Shares of Monster Beverage (MNST 0.04%) fell as much as 13.2% on Thursday morning, following a combined earnings and revenue miss in the fourth quarter of fiscal year 2017. As of 12:15 p.m. EST, the energy drink specialist's stock had recovered slightly to an 11.7% drop.

So what

In the fourth quarter, Monster's sales rose 7.5% year over year to land at $810 million. Analysts had been expecting something more like $843 million. On the bottom line, unadjusted earnings increased 17% to $0.35 per diluted share. Here, the Street was looking for $0.37 per share.

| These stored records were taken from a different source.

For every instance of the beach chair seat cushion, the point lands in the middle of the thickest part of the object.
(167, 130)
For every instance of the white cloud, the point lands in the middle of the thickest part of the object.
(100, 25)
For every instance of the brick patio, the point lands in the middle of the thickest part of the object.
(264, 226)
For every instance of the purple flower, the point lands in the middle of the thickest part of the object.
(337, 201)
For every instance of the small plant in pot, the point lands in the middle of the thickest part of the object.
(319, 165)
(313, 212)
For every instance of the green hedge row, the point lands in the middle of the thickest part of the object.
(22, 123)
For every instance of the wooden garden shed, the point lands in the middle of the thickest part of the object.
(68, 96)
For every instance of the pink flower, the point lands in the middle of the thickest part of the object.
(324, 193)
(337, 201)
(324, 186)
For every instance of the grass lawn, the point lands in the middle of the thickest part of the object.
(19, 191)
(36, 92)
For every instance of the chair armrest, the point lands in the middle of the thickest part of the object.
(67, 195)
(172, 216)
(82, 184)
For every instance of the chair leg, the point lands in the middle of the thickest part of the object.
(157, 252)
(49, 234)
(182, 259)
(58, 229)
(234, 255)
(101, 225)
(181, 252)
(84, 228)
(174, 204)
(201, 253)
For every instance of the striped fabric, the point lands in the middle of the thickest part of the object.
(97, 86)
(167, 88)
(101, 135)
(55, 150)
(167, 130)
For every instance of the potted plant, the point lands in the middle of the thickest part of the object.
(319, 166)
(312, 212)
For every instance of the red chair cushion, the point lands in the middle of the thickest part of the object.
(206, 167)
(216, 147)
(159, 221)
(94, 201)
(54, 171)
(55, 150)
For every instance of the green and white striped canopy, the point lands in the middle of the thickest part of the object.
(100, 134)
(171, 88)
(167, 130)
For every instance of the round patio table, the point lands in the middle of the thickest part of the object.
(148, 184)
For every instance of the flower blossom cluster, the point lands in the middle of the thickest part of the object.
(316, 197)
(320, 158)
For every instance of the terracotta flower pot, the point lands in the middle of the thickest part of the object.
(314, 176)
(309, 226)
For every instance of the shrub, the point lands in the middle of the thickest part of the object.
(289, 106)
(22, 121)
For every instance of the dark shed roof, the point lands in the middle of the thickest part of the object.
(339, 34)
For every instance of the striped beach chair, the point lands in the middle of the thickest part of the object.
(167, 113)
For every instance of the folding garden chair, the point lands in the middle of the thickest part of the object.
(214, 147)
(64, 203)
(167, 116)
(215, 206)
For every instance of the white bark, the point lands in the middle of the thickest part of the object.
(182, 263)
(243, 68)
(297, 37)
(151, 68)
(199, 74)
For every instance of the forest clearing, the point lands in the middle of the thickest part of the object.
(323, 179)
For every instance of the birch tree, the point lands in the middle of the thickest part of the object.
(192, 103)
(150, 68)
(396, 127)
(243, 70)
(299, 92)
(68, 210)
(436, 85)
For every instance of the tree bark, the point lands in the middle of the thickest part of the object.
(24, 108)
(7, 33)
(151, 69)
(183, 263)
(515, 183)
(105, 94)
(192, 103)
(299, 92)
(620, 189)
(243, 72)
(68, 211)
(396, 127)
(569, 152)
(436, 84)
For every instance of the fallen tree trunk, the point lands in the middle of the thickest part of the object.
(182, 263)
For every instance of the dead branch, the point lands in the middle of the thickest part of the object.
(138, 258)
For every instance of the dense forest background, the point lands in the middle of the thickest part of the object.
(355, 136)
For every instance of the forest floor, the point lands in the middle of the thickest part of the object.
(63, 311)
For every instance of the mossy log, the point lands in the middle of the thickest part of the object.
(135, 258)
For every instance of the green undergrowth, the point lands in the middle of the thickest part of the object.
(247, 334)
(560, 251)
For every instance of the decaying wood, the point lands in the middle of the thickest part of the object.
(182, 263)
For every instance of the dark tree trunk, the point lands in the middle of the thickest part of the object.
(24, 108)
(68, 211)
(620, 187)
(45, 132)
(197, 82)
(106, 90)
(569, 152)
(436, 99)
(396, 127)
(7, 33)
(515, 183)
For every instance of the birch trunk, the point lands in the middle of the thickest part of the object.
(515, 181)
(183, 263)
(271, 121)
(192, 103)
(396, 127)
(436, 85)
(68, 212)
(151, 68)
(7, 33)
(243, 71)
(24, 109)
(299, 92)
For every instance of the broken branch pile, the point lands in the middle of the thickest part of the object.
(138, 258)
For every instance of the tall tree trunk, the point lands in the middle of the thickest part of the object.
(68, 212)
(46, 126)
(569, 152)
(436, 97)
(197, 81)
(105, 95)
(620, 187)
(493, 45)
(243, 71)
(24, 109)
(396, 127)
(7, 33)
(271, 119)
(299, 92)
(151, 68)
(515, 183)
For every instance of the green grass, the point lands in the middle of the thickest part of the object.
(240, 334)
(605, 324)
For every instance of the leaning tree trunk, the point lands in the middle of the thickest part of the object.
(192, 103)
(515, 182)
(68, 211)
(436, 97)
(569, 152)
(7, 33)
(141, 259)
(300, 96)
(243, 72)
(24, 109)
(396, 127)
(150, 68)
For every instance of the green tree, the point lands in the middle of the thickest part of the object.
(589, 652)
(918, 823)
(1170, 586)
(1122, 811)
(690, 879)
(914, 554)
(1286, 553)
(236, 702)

The evolving distribution partnership with Coca-Cola continued to drive sales growth in the face of global headwinds for the sweetened beverage market. Top-line revenue was held back by Chinese bottlers working through some existing inventory.

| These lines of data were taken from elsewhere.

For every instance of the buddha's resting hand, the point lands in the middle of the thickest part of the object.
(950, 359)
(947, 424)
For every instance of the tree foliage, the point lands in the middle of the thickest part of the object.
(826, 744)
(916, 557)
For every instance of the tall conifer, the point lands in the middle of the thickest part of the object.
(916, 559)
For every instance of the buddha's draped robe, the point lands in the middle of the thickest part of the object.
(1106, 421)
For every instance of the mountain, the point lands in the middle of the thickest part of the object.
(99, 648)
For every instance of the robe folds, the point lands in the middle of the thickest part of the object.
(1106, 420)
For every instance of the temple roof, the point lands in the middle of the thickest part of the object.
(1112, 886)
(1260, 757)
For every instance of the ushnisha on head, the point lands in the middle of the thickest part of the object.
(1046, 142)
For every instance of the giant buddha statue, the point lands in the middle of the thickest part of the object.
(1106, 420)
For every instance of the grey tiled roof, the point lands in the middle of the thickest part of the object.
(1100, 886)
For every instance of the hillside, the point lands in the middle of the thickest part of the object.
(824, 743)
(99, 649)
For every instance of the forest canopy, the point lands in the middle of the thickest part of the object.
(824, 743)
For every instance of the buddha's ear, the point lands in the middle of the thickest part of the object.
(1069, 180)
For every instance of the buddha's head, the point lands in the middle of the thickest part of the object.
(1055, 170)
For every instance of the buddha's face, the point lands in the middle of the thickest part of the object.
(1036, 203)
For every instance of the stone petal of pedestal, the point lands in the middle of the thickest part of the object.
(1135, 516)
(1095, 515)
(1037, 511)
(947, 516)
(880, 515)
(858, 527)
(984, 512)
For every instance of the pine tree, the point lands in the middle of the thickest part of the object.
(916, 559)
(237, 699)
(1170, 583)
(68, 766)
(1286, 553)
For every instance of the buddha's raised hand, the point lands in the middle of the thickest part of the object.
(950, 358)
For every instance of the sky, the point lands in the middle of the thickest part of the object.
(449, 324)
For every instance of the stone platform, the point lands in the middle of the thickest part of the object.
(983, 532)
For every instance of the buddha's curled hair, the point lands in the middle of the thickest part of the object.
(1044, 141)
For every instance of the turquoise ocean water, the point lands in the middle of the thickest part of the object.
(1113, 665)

A can of Monster Energy resting on ice cubes and colorful cooling blocks.

Image source: Author.

Now what

Monster and Coke are still working out some kinks in their worldwide energy drink distribution efforts, making the company's quarter-by-quarter results somewhat unpredictable. At this point, Monster hasn't delivered a positive earnings surprise since the first quarter of 2016. The stock has still delivered a market-beating 32% return over the last 52 weeks -- a period including four earnings misses and today's big drop.

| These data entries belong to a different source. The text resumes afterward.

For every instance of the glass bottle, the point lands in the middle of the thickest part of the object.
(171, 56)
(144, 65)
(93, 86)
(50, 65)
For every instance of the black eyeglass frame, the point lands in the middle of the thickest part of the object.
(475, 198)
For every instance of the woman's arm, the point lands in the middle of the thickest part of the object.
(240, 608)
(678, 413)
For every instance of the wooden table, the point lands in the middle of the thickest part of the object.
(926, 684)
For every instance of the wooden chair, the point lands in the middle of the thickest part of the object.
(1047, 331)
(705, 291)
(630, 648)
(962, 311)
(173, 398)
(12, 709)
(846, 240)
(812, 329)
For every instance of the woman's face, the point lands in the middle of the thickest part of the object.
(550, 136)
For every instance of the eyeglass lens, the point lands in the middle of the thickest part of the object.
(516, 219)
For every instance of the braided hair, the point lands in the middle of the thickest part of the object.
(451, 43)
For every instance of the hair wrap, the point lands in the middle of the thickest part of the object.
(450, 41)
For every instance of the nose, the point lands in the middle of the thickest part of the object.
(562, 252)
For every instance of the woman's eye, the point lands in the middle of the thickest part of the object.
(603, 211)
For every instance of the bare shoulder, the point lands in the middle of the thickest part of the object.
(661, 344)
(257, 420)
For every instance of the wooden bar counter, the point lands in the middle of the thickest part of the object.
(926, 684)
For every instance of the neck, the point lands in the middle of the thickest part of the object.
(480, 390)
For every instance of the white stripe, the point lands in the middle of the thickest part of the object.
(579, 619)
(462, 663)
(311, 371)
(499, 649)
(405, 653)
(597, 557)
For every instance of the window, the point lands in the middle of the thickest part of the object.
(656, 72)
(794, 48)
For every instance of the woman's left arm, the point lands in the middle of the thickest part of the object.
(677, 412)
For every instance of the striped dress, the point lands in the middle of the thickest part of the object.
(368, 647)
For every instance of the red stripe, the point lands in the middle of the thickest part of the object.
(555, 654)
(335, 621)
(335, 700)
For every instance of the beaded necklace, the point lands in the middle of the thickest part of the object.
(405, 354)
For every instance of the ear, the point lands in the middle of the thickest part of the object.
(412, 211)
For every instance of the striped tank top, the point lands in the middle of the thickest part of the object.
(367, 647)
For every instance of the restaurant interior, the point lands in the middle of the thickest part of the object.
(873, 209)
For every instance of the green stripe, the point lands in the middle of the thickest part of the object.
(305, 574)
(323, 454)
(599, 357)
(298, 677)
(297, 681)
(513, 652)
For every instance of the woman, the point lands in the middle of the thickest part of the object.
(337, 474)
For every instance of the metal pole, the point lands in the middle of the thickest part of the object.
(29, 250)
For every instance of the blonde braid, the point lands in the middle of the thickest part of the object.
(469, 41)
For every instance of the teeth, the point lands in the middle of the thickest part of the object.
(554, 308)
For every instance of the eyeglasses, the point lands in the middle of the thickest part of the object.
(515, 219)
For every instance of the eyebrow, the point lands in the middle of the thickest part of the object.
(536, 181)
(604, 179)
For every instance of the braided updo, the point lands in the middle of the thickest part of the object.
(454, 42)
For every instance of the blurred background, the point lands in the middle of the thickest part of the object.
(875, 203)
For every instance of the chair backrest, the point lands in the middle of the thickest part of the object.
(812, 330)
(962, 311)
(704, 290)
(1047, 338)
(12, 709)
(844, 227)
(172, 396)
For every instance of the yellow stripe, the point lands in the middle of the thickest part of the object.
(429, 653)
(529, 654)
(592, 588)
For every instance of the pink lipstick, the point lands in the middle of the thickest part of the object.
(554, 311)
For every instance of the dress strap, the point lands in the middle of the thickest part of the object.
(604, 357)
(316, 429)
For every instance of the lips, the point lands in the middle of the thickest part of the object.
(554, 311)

Several analysts defended Monster Beverage after this disappointing report, calling the stock a buy since the misses were related to simple shipment shifts from one quarter to another. Macquarie analyst Caroline Levy described the company's wobbly sales this way: "As we have seen over the years, very often a bad quarter is followed by a good one, and we are comforted to see consumer takeaway remains healthy."

Takeaway is a technical term in the food sector, essentially referring to retail sales. I would agree with Levy and others that this sudden plunge looks like a nice buy-in window for an exciting growth stock with plenty of international expansion ahead of it.